The Nets haven’t taken a straight path the past few years, but as 2026 approaches, there’s a clearer sense of where they’re headed. The results aren’t always there yet, but the growth, the youth and the direction all feel real. With a new year here, it’s a good time to look at what Nets fans can be grateful for right now.

1. THE FOUNDATION OF YOUNG TALENT

It’s clear that Brooklyn didn’t just draft a bunch of randoms in June. They drafted a direction. Egor Demin, Nolan Traore, Drake Powell, Ben Saraf and Danny Wolf have each had their own moments already, some in spurts with the big club and others in extended G League runs. You can see their confidence growing. You can see the outlines of what they might become. And that’s not even getting into Noah Clowney’s third-year leap.

For a franchise that’s spent years chasing stars, there’s something refreshing about watching a young core learn, fail, respond and slowly figure out what they can be. Yes, they’re raw. Yes, they’re inconsistent. But they’re also the clearest sign of long-term hope the Nets have had in quite some time.

2. MICHAEL PORTER’S SURGE

Brooklyn traded for Porter to give the offense structure and scoring. What they didn’t know was that he’d show up ready to carry the team most nights, rediscovering the blend of size, touch and shot-making that once made him one of the league’s most promising young wings.

Porter has been everything the Nets needed and more, and someone the rookies can lean on. With the ball back in his hands, he’s showing just how good he can be.

3. JORDI FERNANDEZ’S LEADERSHIP

Fernández walked into a chaotic situation and gave the group something it desperately needed: clarity. And while the record won’t tell the whole story, the structure is there. Roles are defined. Expectations are firm. And the messaging doesn’t shift with every small winning streak or lengthy losing skid.

Fernández pushes the rookies without suffocating them, lets veterans lead without letting them dominate the process and sets standards that actually stick. Brooklyn hasn’t played perfect basketball, but it has played purposeful basketball under Fernández. That alone is a win.

4. A FRONT OFFICE THINKING LONG TERM

It’s not easy for a franchise to come out of a superstar era and show any kind of patience, but Brooklyn has at least taken some early steps in that direction. They’ve stayed flexible, added draft capital and avoided the kind of quick fixes that usually backfire.

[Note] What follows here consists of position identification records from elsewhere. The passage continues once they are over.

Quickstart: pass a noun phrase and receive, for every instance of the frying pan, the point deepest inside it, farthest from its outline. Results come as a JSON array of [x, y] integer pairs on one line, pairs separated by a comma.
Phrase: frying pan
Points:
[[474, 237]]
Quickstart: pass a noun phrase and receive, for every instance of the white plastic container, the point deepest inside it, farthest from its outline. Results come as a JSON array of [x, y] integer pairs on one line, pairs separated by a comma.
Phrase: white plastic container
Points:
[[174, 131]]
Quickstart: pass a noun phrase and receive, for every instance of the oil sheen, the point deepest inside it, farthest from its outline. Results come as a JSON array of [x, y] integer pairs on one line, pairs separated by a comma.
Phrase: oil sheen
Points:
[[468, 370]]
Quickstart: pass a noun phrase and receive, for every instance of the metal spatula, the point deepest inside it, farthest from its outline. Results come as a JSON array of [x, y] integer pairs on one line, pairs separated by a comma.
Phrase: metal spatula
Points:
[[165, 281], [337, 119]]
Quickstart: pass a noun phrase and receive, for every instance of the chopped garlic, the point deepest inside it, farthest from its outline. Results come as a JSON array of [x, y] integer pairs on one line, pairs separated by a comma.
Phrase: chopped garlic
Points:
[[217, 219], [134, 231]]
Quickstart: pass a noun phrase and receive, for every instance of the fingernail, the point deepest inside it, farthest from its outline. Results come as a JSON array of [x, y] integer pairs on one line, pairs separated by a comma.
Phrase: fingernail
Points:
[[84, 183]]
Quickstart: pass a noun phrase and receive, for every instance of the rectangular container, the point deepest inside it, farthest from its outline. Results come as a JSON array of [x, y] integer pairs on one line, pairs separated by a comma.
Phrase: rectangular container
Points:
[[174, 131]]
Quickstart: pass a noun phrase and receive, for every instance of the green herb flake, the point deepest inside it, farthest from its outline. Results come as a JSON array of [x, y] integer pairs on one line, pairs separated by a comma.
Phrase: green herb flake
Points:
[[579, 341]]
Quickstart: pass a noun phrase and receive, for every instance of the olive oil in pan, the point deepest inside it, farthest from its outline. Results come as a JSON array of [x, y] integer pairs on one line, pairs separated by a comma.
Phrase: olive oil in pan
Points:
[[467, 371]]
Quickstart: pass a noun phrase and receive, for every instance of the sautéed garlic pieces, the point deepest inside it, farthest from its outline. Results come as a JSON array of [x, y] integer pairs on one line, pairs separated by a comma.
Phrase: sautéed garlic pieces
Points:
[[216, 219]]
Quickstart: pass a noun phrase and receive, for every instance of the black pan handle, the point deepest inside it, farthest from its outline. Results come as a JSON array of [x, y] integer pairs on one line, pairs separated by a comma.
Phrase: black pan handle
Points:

The Nets currently hold 13 future first-round picks and 19 seconds, and with trade season just getting started, they’re reportedly open to adding even more. What they do with that flexibility still has to be proven, but it gives them options, whether that means continuing to develop the Flatbush Five or being ready if the right star becomes available.

For now, they’re not sprinting. They’re trying to build something sustainable.

5. A FAN BASE THAT’S STILL SHOWING UP

The Nets have been through just about every phase a franchise can cycle through, and the fan base has taken the ride with them. Barclays Center still responds when the youth movement checks in. The debates are still loud, the interest is still real and the sense of possibility hasn’t disappeared.

For a team trying to build something, maybe for the first time in a long time, that kind of steady engagement matters.